That sure is a lot!  

:blush:


----------



## Dave (Sep 10, 2002)

"* Life With Bonnie (ABC) 8:30 p.m. Sept. 17"

Is this the one about living with a TV Executive who likes to cancel popular SciFi shows, and re-image popular old SciFi shows, much to the annoyance of fans? :laugh:

There is nothing really 'new' in that line-up is there, apart from 'Firefly'? And we've lost some excellent shows 

Does anyone want an 'Alias mini-forum'?
Anyone want a 'Sabrina mini-forum'?


----------



## Bayleaf48 (Sep 11, 2002)

Only recognise a few there myself   

:blush:


----------



## Tabitha (Sep 11, 2002)

Actually I think I highlighted Alias by mistake - I have only seen a little bit of it, but I think it is like a spy drama rather than any kind of sf show.  Sorry.

I watched Sabrina up until her first year in college (can't get enough of those Nickelodeon repeats), but don't know if there would be enough chat to fill a mini-forum.


Life with Bonnie *snort* 


I think Haunted sounds like it is a bit Sixth Sense-y.   It's got the elder bro from Party of Five in it.


----------



## Bayleaf48 (Sep 11, 2002)

Watched some 'Sabrina' & it was alright

:blush:


----------



## Brit Chick (Sep 17, 2002)

Another new show they are renewing is The Dead Zone - we are only just getting to see the first ep next week in the UK -  I've been away on holiday in the US for a couple of weeks and managed to see one of the last eps of the season - it looks really good.  Can't wait for the sci-fi channel's premier on Monday night!!

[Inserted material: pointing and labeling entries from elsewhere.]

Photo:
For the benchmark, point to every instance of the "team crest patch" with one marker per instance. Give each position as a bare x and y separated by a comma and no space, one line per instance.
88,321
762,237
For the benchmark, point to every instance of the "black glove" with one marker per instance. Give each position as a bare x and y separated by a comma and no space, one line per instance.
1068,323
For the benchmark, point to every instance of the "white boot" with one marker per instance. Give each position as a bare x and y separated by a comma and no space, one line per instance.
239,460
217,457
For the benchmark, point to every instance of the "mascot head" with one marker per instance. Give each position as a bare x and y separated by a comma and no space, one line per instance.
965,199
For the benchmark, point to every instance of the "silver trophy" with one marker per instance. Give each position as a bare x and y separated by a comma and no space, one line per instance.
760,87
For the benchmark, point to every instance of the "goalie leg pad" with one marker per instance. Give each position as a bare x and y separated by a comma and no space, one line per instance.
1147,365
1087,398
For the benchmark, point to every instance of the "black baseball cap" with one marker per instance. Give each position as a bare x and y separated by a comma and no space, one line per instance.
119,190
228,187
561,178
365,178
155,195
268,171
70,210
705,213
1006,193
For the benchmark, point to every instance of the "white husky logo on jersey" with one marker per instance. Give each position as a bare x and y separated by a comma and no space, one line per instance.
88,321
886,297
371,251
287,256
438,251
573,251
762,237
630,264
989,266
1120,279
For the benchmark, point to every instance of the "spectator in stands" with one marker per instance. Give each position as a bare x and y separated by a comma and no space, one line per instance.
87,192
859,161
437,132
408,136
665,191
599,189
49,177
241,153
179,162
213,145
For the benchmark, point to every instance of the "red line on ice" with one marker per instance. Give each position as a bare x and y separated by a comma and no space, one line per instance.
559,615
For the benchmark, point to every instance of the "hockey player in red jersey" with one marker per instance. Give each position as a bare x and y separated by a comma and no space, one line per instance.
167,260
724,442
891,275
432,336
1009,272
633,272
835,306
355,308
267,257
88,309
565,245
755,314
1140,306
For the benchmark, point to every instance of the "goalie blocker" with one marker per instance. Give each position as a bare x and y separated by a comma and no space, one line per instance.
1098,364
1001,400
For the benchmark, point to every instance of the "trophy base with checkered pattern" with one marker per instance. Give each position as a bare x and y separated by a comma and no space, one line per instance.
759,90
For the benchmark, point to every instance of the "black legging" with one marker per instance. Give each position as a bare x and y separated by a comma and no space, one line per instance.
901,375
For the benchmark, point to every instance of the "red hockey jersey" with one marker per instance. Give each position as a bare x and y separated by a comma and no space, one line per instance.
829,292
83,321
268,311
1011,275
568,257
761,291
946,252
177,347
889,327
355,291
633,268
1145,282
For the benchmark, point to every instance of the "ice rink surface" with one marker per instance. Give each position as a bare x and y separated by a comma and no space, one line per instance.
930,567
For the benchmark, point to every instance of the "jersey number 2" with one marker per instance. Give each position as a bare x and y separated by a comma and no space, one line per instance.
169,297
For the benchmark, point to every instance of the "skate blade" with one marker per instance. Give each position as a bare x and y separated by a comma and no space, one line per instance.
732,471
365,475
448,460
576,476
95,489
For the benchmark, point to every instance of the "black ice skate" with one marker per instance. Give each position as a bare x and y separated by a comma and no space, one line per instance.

Also, I caught a couple of the last eps of season 4 Charmed - some surprises  coming up there !!!

I was really hoping to see some of the latest stargate eps but just re-runs were showing so I didn't bother - OK, I know its sad to watch cult tv on your holiday, but I'm not so sad as to watch the re-runs !!!!!


----------



## tokyogirl (Dec 9, 2002)

the mid-season show i'm most looking forward to is the shield.  i think it's excellent.  starts next month and i can't wait!


----------